Breakthrough T1D: How did type 1 diabetes impact Mary’s career?

Dr. Levine: Mary was a fighter. She rose to every challenge. She believed anything was possible and didn’t let anything get in the way of achieving her goals. This did not change when she was diagnosed with type 1 diabetes in 1970, when she was just starting to work on the Mary Tyler Moore Show.

She remained optimistic and intentional and took the necessary actions to best care for herself—as best was known back in the 70s and 80s—and pushed forward.

The great success of the Mary Tyler Moore Show and her later accomplishments* were after her type 1 diabetes diagnosis.

Breakthrough T1D: How did diabetic eye disease impact Mary’s life?

Dr. Levine: Mary suffered from a number of the serious complications of diabetes, but what she was never able to overcome was the vision stealing impact of her diabetic eye disease. Indeed, over time, it became a great challenge for her to simply walk across a room and avoid obstacles, or judge changes in grades, or walk downstairs, or be physically active in low light, making a once curious, always learning, fiercely independent woman to be unable to get around on her own, unable to read, unable to work, unable to sustain her autonomy.

Breakthrough T1D: What inspired you to create the Mary Tyler Moore Vision Initiative (MTM Vision)?

Dr. Levine: Despite all the challenges she faced from the complications of diabetes, Mary worked to ensure that someday in the future others, such as the children with type 1 diabetes she met through her work with Breakthrough T1D, would not have to suffer the same burdens of diabetes as she had.
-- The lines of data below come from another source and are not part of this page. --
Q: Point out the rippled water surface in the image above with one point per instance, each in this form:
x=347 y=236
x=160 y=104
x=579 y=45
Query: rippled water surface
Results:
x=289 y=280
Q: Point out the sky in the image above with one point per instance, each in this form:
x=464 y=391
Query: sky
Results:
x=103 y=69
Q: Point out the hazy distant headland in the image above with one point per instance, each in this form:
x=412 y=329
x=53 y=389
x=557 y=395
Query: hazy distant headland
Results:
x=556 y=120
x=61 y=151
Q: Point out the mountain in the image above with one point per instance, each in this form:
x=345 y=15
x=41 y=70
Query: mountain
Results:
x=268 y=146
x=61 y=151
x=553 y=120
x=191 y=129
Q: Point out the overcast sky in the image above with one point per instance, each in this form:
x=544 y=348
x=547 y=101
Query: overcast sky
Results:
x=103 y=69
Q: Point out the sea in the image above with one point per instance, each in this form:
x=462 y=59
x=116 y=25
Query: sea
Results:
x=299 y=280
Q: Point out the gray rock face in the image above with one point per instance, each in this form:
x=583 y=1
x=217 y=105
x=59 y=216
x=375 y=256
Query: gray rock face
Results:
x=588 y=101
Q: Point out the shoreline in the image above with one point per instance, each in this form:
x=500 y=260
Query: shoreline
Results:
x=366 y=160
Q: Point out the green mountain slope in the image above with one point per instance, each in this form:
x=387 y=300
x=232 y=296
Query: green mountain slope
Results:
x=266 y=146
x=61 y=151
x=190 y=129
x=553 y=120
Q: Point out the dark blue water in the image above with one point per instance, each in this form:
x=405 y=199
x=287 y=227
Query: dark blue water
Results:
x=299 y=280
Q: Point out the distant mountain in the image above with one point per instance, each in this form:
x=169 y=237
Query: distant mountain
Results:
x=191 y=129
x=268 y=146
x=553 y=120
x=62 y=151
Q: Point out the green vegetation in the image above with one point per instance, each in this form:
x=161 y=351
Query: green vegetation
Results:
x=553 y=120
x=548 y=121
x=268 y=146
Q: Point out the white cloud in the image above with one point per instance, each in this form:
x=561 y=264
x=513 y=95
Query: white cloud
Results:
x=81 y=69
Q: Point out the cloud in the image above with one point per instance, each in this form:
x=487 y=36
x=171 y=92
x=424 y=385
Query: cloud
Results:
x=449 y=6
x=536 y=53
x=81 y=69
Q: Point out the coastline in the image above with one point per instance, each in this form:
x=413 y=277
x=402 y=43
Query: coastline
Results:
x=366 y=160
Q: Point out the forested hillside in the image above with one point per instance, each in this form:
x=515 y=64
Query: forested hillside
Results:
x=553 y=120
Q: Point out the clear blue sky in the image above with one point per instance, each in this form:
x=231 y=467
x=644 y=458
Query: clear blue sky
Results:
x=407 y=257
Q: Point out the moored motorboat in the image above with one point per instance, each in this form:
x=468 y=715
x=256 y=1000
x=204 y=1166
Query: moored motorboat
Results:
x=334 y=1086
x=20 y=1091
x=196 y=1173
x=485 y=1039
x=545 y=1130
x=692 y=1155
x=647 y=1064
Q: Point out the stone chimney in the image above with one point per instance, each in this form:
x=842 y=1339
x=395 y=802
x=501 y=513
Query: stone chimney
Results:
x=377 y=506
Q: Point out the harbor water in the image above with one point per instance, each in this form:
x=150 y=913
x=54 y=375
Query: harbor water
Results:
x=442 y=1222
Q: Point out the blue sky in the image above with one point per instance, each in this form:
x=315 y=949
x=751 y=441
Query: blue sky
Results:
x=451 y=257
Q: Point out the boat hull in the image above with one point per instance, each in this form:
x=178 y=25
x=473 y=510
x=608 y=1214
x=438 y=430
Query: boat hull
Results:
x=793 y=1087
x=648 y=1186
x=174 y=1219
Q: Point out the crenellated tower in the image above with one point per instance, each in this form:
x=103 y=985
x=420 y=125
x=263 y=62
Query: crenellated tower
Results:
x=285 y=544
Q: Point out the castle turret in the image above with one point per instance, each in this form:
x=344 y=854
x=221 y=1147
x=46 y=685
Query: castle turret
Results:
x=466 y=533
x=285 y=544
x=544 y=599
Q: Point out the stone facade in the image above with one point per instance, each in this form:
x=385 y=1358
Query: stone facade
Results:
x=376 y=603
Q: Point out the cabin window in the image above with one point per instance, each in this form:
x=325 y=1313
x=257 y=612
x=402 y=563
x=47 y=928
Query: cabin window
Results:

Sadly, the problem of vision loss in people with diabetes persists, including in young adults, because doctors don’t have the needed tools or new treatments. They still use the same treatments as Mary received 40 years ago: laser therapy and vitrectomy.

Diabetes remains the number one cause of vision loss and blindness in working-age adults, worldwide. And if you ask people with diabetes what they most fear, too often the answer is vision loss and blindness. There is, therefore, a great need for bold efforts to find new cures and preventive treatments for diabetic eye disease. It was Mary’s dream that someday we would live in a world without vision loss from diabetes, and MTM Vision was created to make her dream come true.

Breakthrough T1D: What is the mission and purpose of MTM Vision?

Dr. Levine: The mission of MTM Vision is to accelerate the development of new methods to preserve and restore vision in people with diabetes, including in those with significant visual loss. Our purpose is to ensure that people with diabetes can live joyful and independent lives free from the fear and suffering of vision loss. See marytylermoore.org to learn more.

*Mary’s many accomplishments include an Oscar nomination for her role in Ordinary People, a Tony Award for her leading role in “Whose Life is it Anyway” on Broadway, multiple Emmy, Golden Globe, and People’s Choice Awards, going to Africa for a photo safari, traveling the world for location shoots, and her extraordinary accomplishments as Breakthrough T1D’s International Chairman as a diabetes research advocate.